Resolution an ‘indictment’
Mason issued a press release making her allegations on Monday, and put forth a resolution just before the council meeting on Wednesday, calling for the vote on Condon’s contract to be invalidated. She also asked city attorney Michael Kates to investigate whether any violations occurred, and for Bhalla and Cunningham to recuse themselves from any further votes pertaining to Condon.
But Mason’s resolution presents many of the uncertainties about the situation as if they were facts. Thus, the majority of the council was not comfortable approving it.
Kates said during the meeting that the resolution “sounds like an indictment” and recommended that further discussion about the personal finances and business relationships of city employees (council members) be done in closed session and with them present.

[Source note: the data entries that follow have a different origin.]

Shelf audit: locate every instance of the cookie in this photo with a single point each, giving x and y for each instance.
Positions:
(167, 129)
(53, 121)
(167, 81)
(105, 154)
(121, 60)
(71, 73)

Councilwoman Carol Marsh told Mason that if she believed there were ethical violations she should file ethics charges against the two councilmen.
The council majority, without Cunningham or Michael Lenz – both of whom were dealing with deaths of people close to them – was unable to table the measure. The council asked to amend Mason’s resolution to remove some of the statements. They also instructed Kates to freeze the contract for Condon until the matter has been investigated.
Bhalla said in an interview that he believes his relationship with Condon does not present a conflict. He said that before the original vote on the contract, he asked Kates in private whether Kates thought the matter presented a conflict for Bhalla. Both came to the conclusion that it did not, he said.
However, Mason suggested that the finances of one man affected the other. For instance, if Condon could not pay his rent, it might hurt Bhalla.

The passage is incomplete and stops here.